Por Edison Veiga 15 ago 2024, 07h01
  • Seguir materia Seguindo materia
  • Crescer é colecionar traumas, diria o pessimista. Realista do tipo que lida bem com os fatos acumulados nas rugas, nas cicatrizes e nos fios de cabelo que rareiam, coço aqui a iminente calvície e afirmo: crescer é conviver com os traumas.

    Um deles é a culpa do feriado. Porque o discurso proeminente da infância, para mim, era que o trabalho engrandece, posto que é nobre; já o ócio, a vagabundagem, o dolce far niente, ah, essas coisas são o próprio diabo empilhando quinquilharias para inventar novas armadilhas em sua oficina cheia de lugares-comuns, desejos frugais e sensualidades para massagear almas.

    E o discurso vinha impregnado de penitência, mea-culpa, por vezes com um tantinho de autocomiseração, noutras com dolo de ferir o amor-próprio mesmo. “O Brasil está assim porque tem muito feriado”. “Brasileiro adora não trabalhar”. “Tem de acabar com isso, é muito feriado”. “Pra que tanta folga?”.

    Por muito tempo eu comprei essa verdade, admito. Se não total e completamente, porque sempre gostei de ter meu tempo livre nem que seja para ler um livro diferente dos que preciso para trabalhar ou assistir a um filme bobo para desanuviar cérebro e fígado, ao menos no âmbito de que, jornalista, desde cedo encarei jornadas capazes de atropelar dias santos, ignorar emendas sacras e profanar de todo jeito o calendário.

    Em algum momento da última década, um amigo que morava na Bélgica me deu a letra. “Cara, aqui tem muito mais feriado do que no Brasil. Sabe as datas religiosas de domingo? Eles jogam para a segunda. Tipo Pentecostes…”.

    Só que minha ficha só caiu, na verdade, quando eu vim morar na Europa.

    Continua após a publicidade

    E vi que o trabalhador brasileiro vive uma mentira. Se não imposta, muito conveniente — aos seus empregadores, os patrões, os empresários. Perdoe o marxismo improvável e involuntário. Mas é lorota que o Brasil tem muito feriado.

    Hoje, 15 de agosto, é feriado aqui na Eslovênia. Sabe por quê? Dia da Assunção de Nossa Senhora. E estamos falando de um país muito mais laico do que o Brasil. Oficialmente, pouco mais de 50% da população é católica — mas a maioria não segue. Pelo menos 13% são ateus declarados — talvez muitos outros o sejam, sem terem nem vontade de declarar, porque simplesmente não ligam.
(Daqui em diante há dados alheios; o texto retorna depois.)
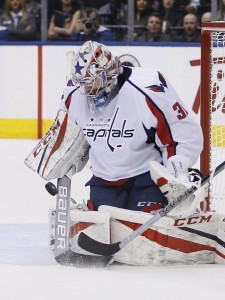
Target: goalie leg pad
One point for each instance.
(195, 240)
(172, 187)
(95, 224)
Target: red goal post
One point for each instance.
(213, 109)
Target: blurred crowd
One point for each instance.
(99, 20)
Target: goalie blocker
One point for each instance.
(63, 147)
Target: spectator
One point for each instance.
(20, 25)
(92, 29)
(206, 17)
(172, 17)
(204, 6)
(191, 32)
(142, 10)
(34, 9)
(221, 11)
(64, 21)
(187, 6)
(154, 30)
(109, 12)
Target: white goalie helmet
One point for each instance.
(95, 70)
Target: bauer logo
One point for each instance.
(61, 218)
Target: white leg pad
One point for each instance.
(198, 239)
(94, 224)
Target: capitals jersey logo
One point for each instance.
(108, 131)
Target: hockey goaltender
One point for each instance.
(141, 142)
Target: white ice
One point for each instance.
(27, 267)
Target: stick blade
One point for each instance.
(70, 258)
(96, 247)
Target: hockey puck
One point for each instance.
(51, 188)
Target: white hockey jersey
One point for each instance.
(145, 121)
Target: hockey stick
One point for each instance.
(93, 246)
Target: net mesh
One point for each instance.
(217, 119)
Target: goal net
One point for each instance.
(213, 109)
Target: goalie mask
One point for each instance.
(95, 71)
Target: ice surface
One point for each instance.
(27, 267)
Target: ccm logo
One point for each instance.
(62, 218)
(192, 220)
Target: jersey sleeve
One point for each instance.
(66, 97)
(177, 131)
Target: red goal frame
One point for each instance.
(205, 92)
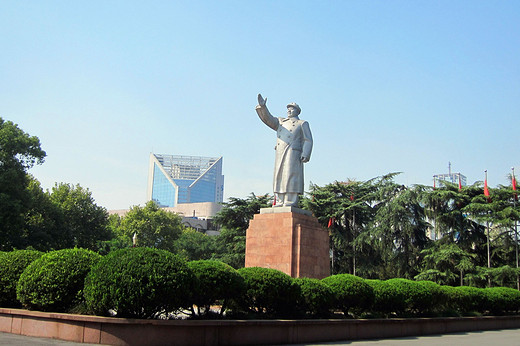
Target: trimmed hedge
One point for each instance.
(269, 292)
(416, 296)
(139, 282)
(12, 265)
(501, 299)
(351, 293)
(438, 299)
(316, 297)
(466, 299)
(54, 282)
(216, 281)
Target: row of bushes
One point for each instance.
(152, 283)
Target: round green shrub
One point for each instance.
(466, 299)
(268, 291)
(138, 283)
(417, 298)
(438, 297)
(215, 281)
(54, 282)
(387, 299)
(316, 297)
(499, 300)
(12, 265)
(350, 292)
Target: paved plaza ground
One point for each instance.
(494, 337)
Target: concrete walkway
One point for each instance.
(493, 337)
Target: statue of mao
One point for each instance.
(293, 148)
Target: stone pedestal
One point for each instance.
(290, 240)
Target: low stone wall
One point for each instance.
(116, 331)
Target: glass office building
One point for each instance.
(175, 179)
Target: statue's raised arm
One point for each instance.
(264, 114)
(293, 149)
(261, 100)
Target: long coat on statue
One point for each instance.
(294, 140)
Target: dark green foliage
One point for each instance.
(351, 293)
(439, 297)
(417, 297)
(139, 283)
(269, 292)
(216, 281)
(12, 265)
(54, 282)
(500, 300)
(466, 299)
(152, 226)
(316, 297)
(194, 245)
(387, 299)
(18, 153)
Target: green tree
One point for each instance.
(233, 220)
(43, 221)
(81, 221)
(446, 264)
(194, 245)
(346, 209)
(117, 240)
(18, 153)
(152, 226)
(400, 226)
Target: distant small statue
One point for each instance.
(293, 149)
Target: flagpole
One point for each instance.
(513, 184)
(486, 192)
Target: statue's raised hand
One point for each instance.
(261, 100)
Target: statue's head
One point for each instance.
(293, 110)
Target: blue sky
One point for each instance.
(386, 86)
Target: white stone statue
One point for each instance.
(293, 149)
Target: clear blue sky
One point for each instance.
(386, 86)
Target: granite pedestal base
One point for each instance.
(290, 240)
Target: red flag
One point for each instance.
(513, 183)
(486, 190)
    É feriado aí no Brasil? Não. Claro que não.

    Mas é feriado em boa parte dos países europeus — herança romana, quando a data era o Feriae Augusti, o Ferragosto pagão incorporado pelo cristianismo com esses contornos marianos.
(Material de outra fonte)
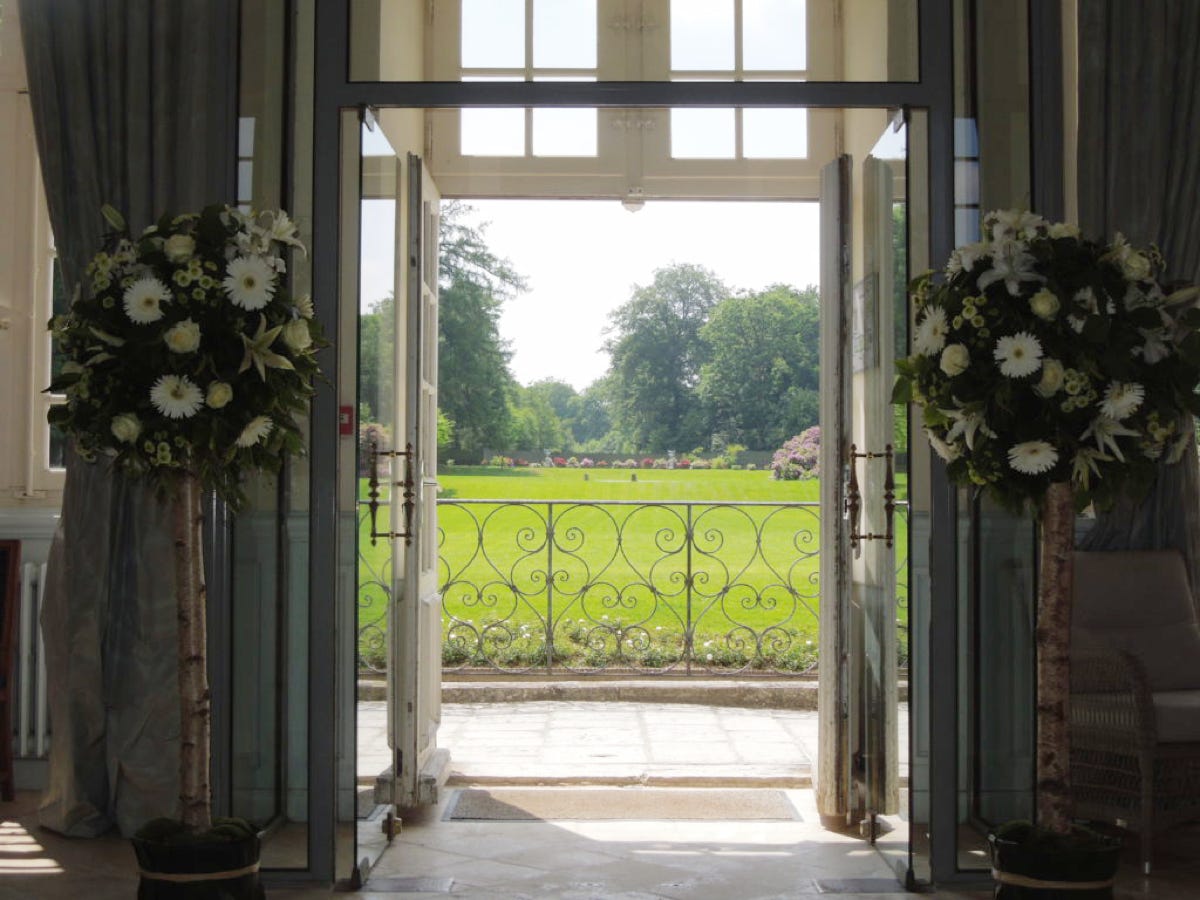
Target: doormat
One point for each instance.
(513, 804)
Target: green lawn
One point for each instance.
(621, 594)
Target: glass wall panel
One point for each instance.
(634, 40)
(269, 733)
(996, 558)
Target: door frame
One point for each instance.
(335, 94)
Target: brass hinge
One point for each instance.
(408, 486)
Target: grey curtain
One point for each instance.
(1139, 173)
(135, 105)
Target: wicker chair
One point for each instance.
(1135, 693)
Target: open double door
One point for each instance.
(862, 226)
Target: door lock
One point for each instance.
(855, 497)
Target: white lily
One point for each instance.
(1105, 431)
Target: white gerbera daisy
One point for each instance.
(1122, 399)
(144, 298)
(258, 429)
(930, 336)
(250, 282)
(177, 396)
(1032, 457)
(1018, 354)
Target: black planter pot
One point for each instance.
(202, 869)
(1029, 864)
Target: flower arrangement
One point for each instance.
(1055, 371)
(1042, 357)
(186, 354)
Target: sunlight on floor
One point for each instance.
(19, 850)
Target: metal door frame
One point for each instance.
(336, 93)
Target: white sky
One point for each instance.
(582, 258)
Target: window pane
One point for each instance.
(774, 133)
(493, 34)
(701, 35)
(702, 135)
(773, 34)
(564, 132)
(564, 34)
(492, 132)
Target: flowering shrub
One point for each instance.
(1041, 357)
(185, 353)
(798, 457)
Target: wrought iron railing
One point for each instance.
(593, 587)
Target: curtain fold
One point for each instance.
(135, 105)
(1139, 174)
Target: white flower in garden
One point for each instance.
(1122, 400)
(1105, 431)
(143, 299)
(220, 394)
(126, 427)
(175, 396)
(966, 425)
(931, 331)
(948, 454)
(1012, 264)
(1044, 304)
(179, 247)
(297, 335)
(183, 336)
(250, 282)
(955, 359)
(1018, 354)
(256, 431)
(1032, 457)
(1053, 377)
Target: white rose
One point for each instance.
(183, 337)
(179, 247)
(955, 359)
(1051, 378)
(1135, 265)
(1044, 304)
(297, 336)
(126, 427)
(219, 395)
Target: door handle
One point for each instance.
(855, 501)
(408, 487)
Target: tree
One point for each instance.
(657, 358)
(761, 378)
(474, 383)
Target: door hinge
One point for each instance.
(408, 486)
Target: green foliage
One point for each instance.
(657, 358)
(761, 377)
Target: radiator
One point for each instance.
(30, 717)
    Continua após a publicidade

    Isso pouco importa, no frigir dos ovos. Para o esloveno, e a maior parte dos europeus, é um dia a mais para curtir o verão.
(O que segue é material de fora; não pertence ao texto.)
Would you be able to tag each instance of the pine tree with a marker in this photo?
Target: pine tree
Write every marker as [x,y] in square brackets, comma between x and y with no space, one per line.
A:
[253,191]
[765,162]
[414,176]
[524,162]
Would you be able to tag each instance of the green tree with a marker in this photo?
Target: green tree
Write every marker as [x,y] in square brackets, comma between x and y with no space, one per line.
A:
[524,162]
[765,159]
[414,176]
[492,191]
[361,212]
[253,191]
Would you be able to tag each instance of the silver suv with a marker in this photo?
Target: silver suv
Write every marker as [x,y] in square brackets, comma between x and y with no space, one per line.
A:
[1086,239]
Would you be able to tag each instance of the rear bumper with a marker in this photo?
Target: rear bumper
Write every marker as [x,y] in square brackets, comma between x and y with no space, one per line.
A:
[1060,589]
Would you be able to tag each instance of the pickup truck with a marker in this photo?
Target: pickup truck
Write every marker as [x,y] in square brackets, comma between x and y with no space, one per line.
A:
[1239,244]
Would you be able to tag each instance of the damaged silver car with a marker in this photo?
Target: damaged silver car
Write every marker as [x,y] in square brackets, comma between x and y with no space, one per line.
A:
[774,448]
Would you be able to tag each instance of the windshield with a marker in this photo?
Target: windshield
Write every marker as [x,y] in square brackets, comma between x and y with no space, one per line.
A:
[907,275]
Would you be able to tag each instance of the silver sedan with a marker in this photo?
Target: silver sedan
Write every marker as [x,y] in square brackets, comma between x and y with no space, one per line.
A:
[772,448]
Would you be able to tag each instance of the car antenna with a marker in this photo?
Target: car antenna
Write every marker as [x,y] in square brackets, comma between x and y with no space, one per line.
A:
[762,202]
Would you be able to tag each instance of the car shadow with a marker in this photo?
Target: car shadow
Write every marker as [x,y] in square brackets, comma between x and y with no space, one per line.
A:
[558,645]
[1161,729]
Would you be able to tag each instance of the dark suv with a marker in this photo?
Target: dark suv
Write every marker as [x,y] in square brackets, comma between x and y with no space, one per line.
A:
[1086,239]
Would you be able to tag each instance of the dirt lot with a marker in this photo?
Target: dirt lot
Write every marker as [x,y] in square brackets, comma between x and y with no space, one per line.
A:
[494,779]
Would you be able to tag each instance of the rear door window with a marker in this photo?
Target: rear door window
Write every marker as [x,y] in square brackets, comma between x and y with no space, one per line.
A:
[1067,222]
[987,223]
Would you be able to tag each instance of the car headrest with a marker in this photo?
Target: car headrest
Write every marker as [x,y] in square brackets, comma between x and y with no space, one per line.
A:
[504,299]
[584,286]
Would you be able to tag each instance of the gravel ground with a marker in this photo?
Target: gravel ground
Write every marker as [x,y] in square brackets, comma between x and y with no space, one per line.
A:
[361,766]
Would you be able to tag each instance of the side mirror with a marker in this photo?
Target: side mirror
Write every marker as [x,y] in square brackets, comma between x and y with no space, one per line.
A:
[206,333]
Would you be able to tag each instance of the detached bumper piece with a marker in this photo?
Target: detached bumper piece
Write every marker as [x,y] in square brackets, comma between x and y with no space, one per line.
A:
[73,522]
    Mas já que a religião foi trazida à baila, quero atentar aqui para outro feriado esloveno importante: 31 de outubro, dia da Reforma Protestante. É aquela data em que o monge Martinho Lutero, em 1517, afixou suas tais 95 teses em frente a uma igreja germânica. E causou um furdunço daqueles.

    Pois bem: seguidores da religião luterana são menos de 1% da população eslovena.

    Se é dia de folga, entretanto, os demais 99% — incluam-me nesta por favor — não vão reclamar. E nem ficar com culpa pela vagabundagem.

    Continua após a publicidade

    A Eslovênia é a terra dos feriados dobrados: um dia para beber, outro para curar a ressaca

    Existe outra peculiaridade dos feriados eslovenos, uma coisa que vai provocar inveja em vocês, queridos conterrâneos brasileiros: o feriado dobrado. Por exemplo: folga nos dias 25 e 26 de dezembro. Neste caso até tem justificativa. Por uma coincidência, o Dia da Independência do país cai exatamente no dia seguinte ao Natal.

    Não quero lembrar aqui que também se celebra a independência, na verdade o Dia da Nação ou do Estado, em 25 de junho. Não vou entrar nas minúcias a respeito das duas datas, o Google está aí funcionando para quem precisar.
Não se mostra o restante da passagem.